August 15, 2013
Apple has acquired Matcha.tv, a Web service that provides users access to videos from various sources. Video aggregation technology has also been appearing in new and upcoming video game consoles. The Matcha.tv site has been shut down and customer data deleted, a move that has created speculation on the reason. Some question if Apple will attempt to change the TV experience with the development of a recommendation system or a cloud-based DVR.
Apple announced on Tuesday its acquisition of Matcha.tv, a video content aggregator, reports The Wall Street Journal. Matcha.tv informs users where video is available on the Internet.
Video content aggregation services have been appearing among other devices. Nintendo has a similar service on its Wii U console, called TVii, while Microsoft’s Xbox One console will include a similar feature, but with voice control.
Apple’s entry into living room home entertainment began with its TV streaming set-top box launched in 2007. Since then, Apple TV has become more popular, with more than seven million sales last year.
The sale of Matcha.tv may be unwelcome news for its users, as the company posted on its website that the service has been shut down and all customer data deleted.
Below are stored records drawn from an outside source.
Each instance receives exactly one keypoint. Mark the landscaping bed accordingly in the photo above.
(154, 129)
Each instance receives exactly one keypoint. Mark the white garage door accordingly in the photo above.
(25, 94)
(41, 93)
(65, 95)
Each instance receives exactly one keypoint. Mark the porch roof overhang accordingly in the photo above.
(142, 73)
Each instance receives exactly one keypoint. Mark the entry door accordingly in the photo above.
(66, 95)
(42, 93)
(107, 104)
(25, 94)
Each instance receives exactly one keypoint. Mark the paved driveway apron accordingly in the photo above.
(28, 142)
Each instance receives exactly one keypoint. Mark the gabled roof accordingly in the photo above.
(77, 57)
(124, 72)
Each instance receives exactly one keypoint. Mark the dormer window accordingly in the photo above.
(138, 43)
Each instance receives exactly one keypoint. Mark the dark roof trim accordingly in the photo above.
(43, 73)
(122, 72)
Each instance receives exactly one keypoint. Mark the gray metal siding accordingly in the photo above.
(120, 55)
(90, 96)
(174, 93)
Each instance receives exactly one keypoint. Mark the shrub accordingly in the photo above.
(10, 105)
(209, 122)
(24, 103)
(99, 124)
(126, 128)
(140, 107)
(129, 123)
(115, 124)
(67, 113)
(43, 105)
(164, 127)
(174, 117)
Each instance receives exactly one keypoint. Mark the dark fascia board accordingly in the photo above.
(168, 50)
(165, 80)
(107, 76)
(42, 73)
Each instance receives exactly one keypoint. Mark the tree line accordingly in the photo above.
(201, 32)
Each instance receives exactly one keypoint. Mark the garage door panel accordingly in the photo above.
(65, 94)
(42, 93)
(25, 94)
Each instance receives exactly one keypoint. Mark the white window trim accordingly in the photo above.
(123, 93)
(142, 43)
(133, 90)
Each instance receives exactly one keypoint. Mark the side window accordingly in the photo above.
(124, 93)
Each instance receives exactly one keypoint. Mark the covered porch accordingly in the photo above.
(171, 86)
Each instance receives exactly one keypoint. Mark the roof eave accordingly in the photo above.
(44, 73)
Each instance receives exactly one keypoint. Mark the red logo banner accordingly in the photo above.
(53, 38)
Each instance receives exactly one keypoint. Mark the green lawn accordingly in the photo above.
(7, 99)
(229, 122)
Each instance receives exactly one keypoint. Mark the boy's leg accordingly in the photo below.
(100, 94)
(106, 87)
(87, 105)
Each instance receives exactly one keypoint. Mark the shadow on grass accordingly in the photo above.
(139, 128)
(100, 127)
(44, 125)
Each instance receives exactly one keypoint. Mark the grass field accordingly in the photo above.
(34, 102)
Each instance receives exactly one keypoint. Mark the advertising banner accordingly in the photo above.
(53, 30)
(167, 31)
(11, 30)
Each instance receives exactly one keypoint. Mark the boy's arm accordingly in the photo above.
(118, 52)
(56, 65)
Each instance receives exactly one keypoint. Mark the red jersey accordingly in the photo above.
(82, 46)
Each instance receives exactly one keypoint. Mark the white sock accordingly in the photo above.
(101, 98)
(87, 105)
There are other independent services that used Matcha.it, such as CaniStream.it, which informs users which films can be streamed on what service.
Apple still has things to offer television, said Tim Cook, the company’s chief executive. “It’s not an experience that has been brought up to this decade. It’s an area of incredible interest.”
Apple has only confirmed the purchase, but has not provided a reason. There has been some speculation that Apple’s plan is to develop a recommendation system or create a cloud-based DVR, notes TIME.